8. The charging apparatus of claim 7, wherein a distance between the two guiding walls gradually increases from the ends of the guiding walls connecting with the blocking walls.

9. The charging apparatus of claim 5, wherein the inclined portion and the supporting portion are disposed at opposite sides of the flat portion.

10. A charging system comprising:

a robot with at least one power receiving terminal disposed on the upper center; and

a charging apparatus comprising: a supporting portion; a rotating member pivotally attached on the supporting portion; and at least one power supply terminal disposed on the rotating member, the at least one power supply terminal rotating along with the rotating member to contact with the power receiving terminal for recharging the robot.

11. The charging system of claim 10, wherein one end of the rotating member is attached on the supporting portion, the at least one power supply terminal is disposed on the other end of the rotating member.

12. The charging system of claim 10, wherein the at least one power supply terminal is flexible.

13. The charging system of claim 10, wherein the charging apparatus further comprises a base board for loading the robot, and the supporting portion extends from the base board.

14. The charging system of claim 13, wherein the base board comprises a flat portion and an inclined portion obliquely extending from the flat portion.
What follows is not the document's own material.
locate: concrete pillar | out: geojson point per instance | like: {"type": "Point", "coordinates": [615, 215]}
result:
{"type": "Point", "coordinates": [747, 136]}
15. The charging system of claim 14, wherein the charging apparatus further comprises two parallel blocking walls disposed on the flat portion and connecting with the supporting portion.

16. The charging system of claim 15, wherein two guiding walls extending from an end of the two blocking walls away from the supporting portion.

17. The charging system of claim 16, wherein a distance between the two guiding walls gradually increases from ends of the guiding walls connecting with the blocking walls.